Bukan Cuma Pinisi, Produk Kriya Bulukumba Ini Sukses Pikat Tokoh Nasional di Makassar

Dekranasda Bulukumba pamerkan Tenun Kajang dan Bira di HUT Dekranas ke-46 TSM Makassar untuk dorong UMKM kriya tembus pasar internasional.

Bukan Cuma Pinisi, Produk Kriya Bulukumba Ini Sukses Pikat Tokoh Nasional di Makassar
Ketua Harian Dekranas Tri Tito Karnavian(Pegang kuas) mengunjungi stan Dekranasda Bulukumba di TSM Makassar(Foto: Dok, Humas)
Bacakan Artikel

Jalurdua.com MAKASSAR — Industri kreatif Kabupaten Bulukumba mulai melebarkan sayap di kancah nasional. Melalui momentum Hari Ulang Tahun (HUT) ke-46 Dewan Kerajinan Nasional (Dekranas), produk kriya lokal seperti Tenun Tradisional Kajang dan Bira diproyeksikan mampu memperluas penetrasi pasar hingga ke tingkat global. Langkah strategis ini diperkuat melalui partisipasi aktif Dewan Kerajinan Nasional Daerah (Dekranasda) Bulukumba dalam Pameran Kriya dan Produk UMKM yang berlangsung di Trans Studio Mall (TSM) Makassar, 8–12 Juli 2026.

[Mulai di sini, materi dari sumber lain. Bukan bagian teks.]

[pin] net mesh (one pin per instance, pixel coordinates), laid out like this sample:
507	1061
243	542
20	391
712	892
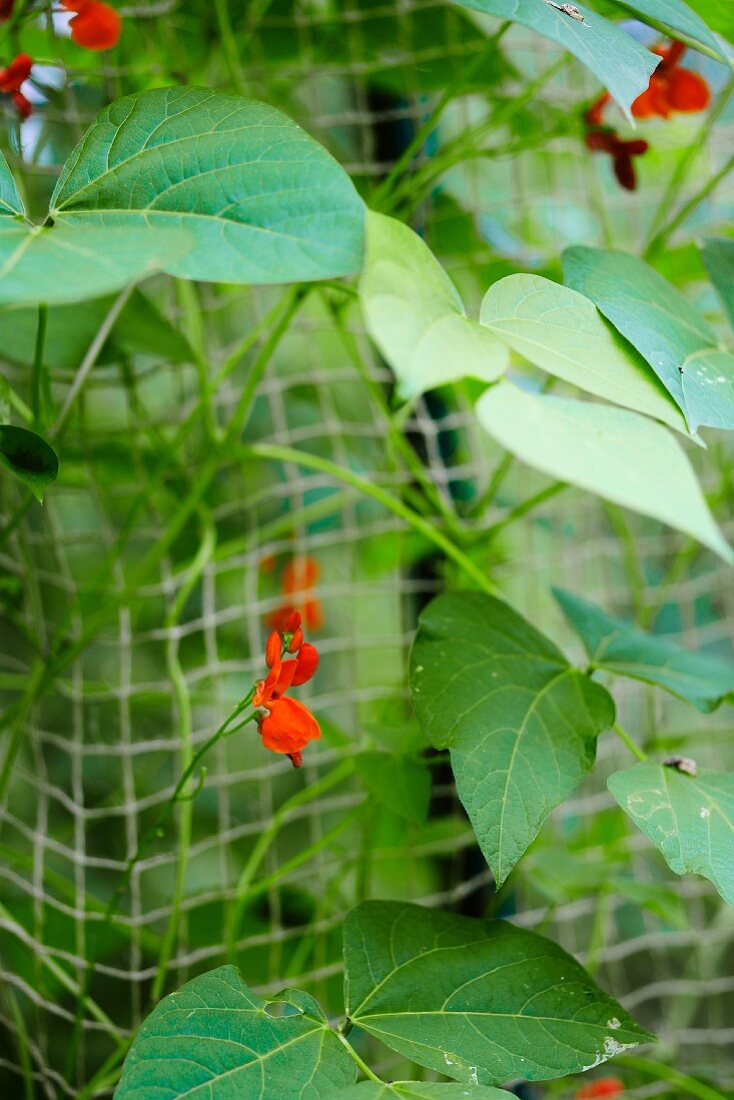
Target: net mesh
161	553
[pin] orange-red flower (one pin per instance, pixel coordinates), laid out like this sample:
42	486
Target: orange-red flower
96	25
602	1087
286	725
671	88
12	77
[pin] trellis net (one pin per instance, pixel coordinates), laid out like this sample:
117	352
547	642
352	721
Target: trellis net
135	601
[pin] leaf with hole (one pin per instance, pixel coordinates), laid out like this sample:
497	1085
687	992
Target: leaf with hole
519	722
621	63
479	1002
690	818
215	1038
621	648
414	314
619	455
656	318
563	333
29	458
260	200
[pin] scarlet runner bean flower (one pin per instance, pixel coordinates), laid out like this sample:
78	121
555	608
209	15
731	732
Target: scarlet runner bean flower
602	1087
286	726
12	77
96	25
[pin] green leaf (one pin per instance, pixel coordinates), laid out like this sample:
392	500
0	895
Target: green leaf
619	647
678	20
521	723
621	63
563	333
261	200
416	317
140	329
11	205
215	1040
719	259
29	458
690	818
664	327
418	1090
69	263
478	1002
619	455
398	782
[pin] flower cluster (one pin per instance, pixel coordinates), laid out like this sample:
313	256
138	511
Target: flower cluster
286	725
671	88
95	25
298	583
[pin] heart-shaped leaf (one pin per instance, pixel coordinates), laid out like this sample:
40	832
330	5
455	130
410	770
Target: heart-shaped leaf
521	723
620	455
619	647
416	317
690	818
563	333
29	458
261	200
214	1040
621	63
719	259
655	317
478	1002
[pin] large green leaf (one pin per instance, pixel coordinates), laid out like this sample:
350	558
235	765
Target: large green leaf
678	20
414	314
261	200
620	455
418	1090
214	1040
521	723
690	818
621	63
619	647
563	333
29	458
478	1002
719	259
11	205
69	263
680	347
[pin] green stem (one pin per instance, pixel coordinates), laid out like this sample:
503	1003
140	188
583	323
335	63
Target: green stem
354	1056
623	735
370	488
687	1086
36	378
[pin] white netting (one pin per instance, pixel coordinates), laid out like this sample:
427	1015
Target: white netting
163	613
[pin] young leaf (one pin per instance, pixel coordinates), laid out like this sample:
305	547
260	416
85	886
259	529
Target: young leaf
621	63
414	314
619	647
620	455
418	1090
261	200
690	818
29	458
719	259
214	1037
563	333
680	347
478	1002
69	263
677	19
521	723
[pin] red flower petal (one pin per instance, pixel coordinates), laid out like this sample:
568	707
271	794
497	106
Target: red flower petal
288	727
688	91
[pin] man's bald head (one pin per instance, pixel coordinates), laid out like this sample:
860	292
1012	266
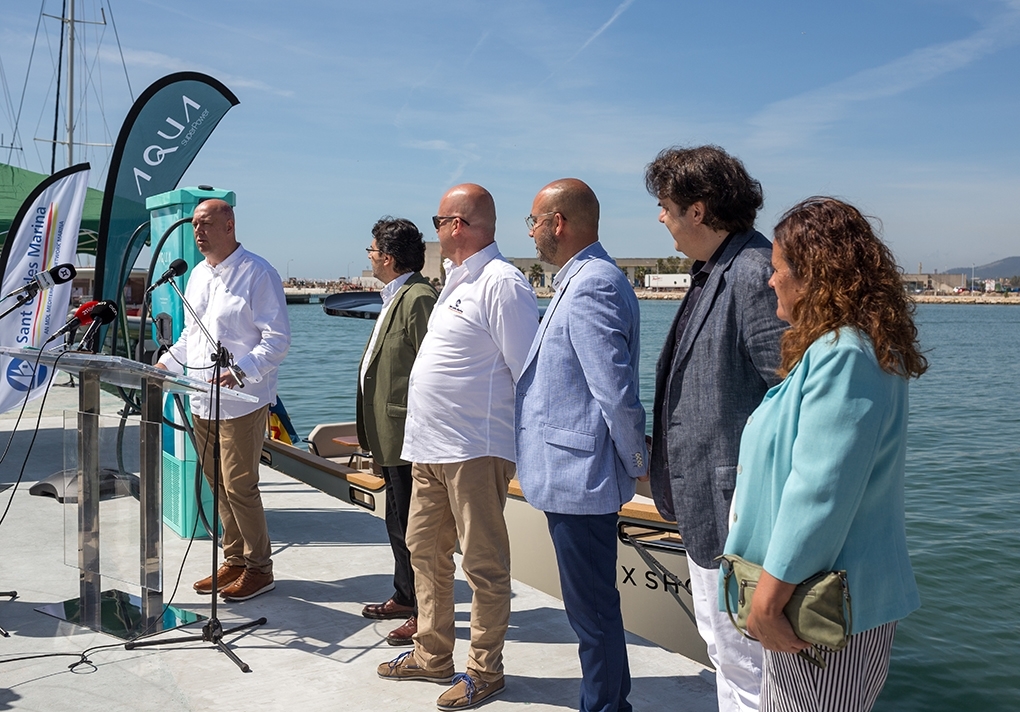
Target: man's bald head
215	206
476	227
213	225
474	204
575	201
567	219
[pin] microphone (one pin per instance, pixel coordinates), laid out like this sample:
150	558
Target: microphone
102	314
45	280
83	315
177	267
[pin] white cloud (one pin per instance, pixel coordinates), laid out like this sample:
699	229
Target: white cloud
792	121
166	64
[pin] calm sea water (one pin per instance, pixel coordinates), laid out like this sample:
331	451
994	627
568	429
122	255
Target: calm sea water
961	651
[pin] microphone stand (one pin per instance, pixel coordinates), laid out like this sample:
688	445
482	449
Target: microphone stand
213	630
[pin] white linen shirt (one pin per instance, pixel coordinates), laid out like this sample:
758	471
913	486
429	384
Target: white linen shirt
461	394
242	304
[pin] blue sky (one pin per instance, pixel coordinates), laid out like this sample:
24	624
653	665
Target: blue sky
350	111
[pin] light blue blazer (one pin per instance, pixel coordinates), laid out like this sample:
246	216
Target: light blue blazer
579	422
820	479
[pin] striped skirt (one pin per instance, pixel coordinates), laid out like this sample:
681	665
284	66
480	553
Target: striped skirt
850	682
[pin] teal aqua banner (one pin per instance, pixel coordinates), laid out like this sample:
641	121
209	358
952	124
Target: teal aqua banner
163	132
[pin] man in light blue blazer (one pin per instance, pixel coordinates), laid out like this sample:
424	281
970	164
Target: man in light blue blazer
580	428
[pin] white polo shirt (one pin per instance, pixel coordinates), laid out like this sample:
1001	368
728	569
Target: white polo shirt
460	403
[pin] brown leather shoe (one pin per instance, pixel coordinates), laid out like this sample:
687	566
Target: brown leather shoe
404	666
467	692
387	611
402	636
225	574
249	586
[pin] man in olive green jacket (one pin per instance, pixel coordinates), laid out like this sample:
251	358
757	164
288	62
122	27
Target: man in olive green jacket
397	255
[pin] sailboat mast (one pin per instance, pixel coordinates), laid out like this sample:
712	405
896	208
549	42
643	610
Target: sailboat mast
70	84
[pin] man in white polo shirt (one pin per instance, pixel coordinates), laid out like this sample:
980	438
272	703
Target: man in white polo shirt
459	435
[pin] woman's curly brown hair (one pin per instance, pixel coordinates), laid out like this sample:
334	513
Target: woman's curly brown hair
850	278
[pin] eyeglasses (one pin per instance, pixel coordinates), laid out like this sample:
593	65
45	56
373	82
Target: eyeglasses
532	220
440	219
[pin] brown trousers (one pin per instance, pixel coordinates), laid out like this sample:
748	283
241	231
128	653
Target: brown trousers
246	537
465	501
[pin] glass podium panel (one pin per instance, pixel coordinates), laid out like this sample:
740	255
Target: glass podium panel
119	509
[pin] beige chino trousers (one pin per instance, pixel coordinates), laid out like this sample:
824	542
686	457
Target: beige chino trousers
246	536
461	501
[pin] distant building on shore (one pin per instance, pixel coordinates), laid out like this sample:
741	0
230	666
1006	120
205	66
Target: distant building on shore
936	283
539	272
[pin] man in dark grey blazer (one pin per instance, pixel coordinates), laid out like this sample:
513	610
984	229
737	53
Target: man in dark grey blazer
719	358
397	255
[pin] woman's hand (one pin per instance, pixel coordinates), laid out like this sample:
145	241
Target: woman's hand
767	621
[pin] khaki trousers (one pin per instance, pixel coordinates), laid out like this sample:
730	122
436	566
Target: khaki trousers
246	537
461	501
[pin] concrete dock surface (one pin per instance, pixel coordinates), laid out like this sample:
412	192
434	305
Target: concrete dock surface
316	652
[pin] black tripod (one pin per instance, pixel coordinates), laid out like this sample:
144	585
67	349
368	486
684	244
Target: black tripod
12	595
212	630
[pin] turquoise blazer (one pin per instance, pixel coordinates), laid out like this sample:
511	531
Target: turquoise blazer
820	478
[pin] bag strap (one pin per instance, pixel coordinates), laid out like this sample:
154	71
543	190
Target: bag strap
727	568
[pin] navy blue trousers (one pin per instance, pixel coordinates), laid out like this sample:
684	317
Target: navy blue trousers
585	555
398	503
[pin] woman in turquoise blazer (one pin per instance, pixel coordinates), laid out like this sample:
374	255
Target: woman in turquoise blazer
820	479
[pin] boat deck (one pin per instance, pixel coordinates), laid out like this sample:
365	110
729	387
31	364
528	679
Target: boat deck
315	652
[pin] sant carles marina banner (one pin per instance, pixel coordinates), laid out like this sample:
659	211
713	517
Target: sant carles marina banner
163	132
43	235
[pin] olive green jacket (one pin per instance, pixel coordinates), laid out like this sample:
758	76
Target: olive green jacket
383	403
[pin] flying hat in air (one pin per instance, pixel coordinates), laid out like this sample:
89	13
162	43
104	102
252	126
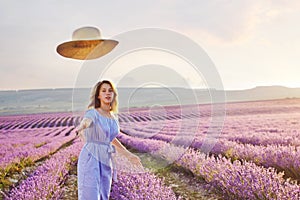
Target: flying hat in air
86	44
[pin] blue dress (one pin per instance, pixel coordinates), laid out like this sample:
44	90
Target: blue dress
95	168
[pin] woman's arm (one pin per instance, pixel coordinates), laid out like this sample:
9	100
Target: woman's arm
85	123
121	149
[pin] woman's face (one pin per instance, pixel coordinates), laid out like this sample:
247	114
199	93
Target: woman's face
106	94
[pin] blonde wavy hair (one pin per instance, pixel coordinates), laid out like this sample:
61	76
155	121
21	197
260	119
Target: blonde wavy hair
95	102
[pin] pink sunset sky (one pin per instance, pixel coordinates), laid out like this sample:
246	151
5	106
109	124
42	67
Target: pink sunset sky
251	42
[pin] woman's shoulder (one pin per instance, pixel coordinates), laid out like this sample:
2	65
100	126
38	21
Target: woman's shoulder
90	113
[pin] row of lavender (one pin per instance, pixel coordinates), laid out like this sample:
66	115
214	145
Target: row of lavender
56	151
270	140
237	180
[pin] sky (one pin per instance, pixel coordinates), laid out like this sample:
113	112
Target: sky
251	42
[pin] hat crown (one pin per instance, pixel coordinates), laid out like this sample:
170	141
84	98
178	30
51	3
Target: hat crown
86	33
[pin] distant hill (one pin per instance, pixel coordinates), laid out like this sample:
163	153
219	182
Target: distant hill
65	100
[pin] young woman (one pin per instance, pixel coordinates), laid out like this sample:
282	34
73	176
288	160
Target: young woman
99	129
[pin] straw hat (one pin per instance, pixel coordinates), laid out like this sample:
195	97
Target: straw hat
86	44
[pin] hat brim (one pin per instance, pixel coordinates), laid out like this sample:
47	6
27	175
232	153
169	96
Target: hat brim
86	49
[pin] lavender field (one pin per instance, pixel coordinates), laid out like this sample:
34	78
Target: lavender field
255	156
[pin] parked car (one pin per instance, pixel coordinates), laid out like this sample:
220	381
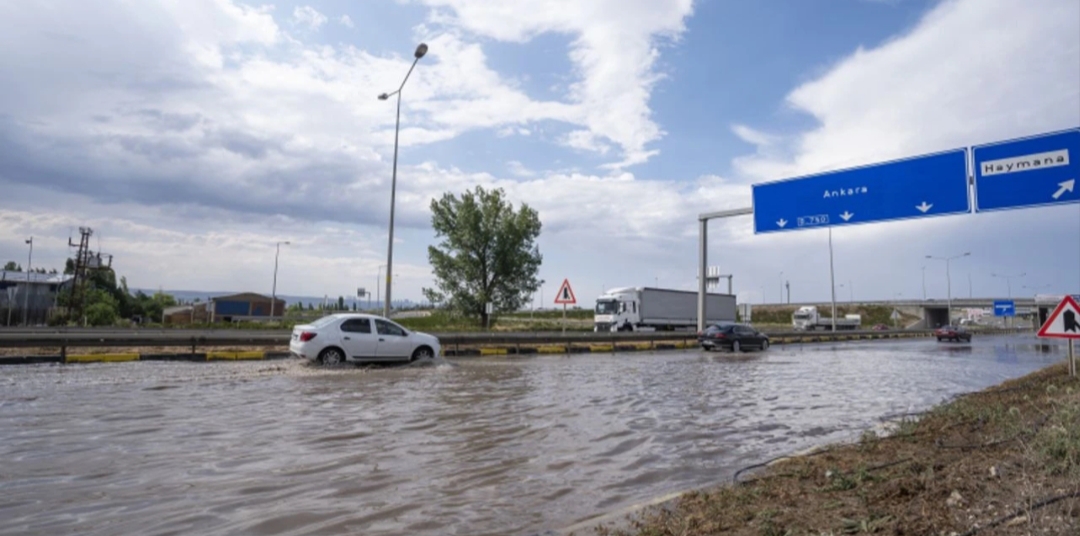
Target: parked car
953	333
731	336
358	337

Kabupaten yang selama ini karib dengan industri pembuatan Kapal Pinisi dan destinasi Wisata Tanjung Bira tersebut, kini menyodorkan potensi baru ekonomi kreatif melalui produk kerajinan tangan bernilai seni tinggi. Menempati Stand Nomor 036 Blok Sulawesi Selatan, perwakilan Bulukumba bersaing dengan lebih dari 300 stan daerah lain dari seluruh Indonesia dalam ajang yang mengusung tema “Cipta Kriya Berkelanjutan, Perajin Mendunia”.

Validasi Kualitas Kriya Lokal oleh Tokoh Nasional


Kehadiran produk kerajinan bumi Panritalopi di ajang tahunan ini memikat perhatian sejumlah figur publik penting. Ketua Harian Dekranas, Tri Tito Karnavian, bersama Eka Sulistiawati (istri Menteri Lingkungan Hidup), serta para istri menteri dan pejabat tinggi negara terpantau mengunjungi langsung stan Bulukumba untuk melihat proses pembuatan kain secara tradisional.

Ketua Dekranasda Bulukumba, Andi Herfida Muchtar, menegaskan bahwa keikutsertaan ini menjadi komitmen nyata pemerintah daerah dalam membuka isolasi pasar bagi para perajin lokal. Targetnya jelas: menaikkan kelas UMKM daerah agar tidak hanya menjadi penonton di pasar domestik.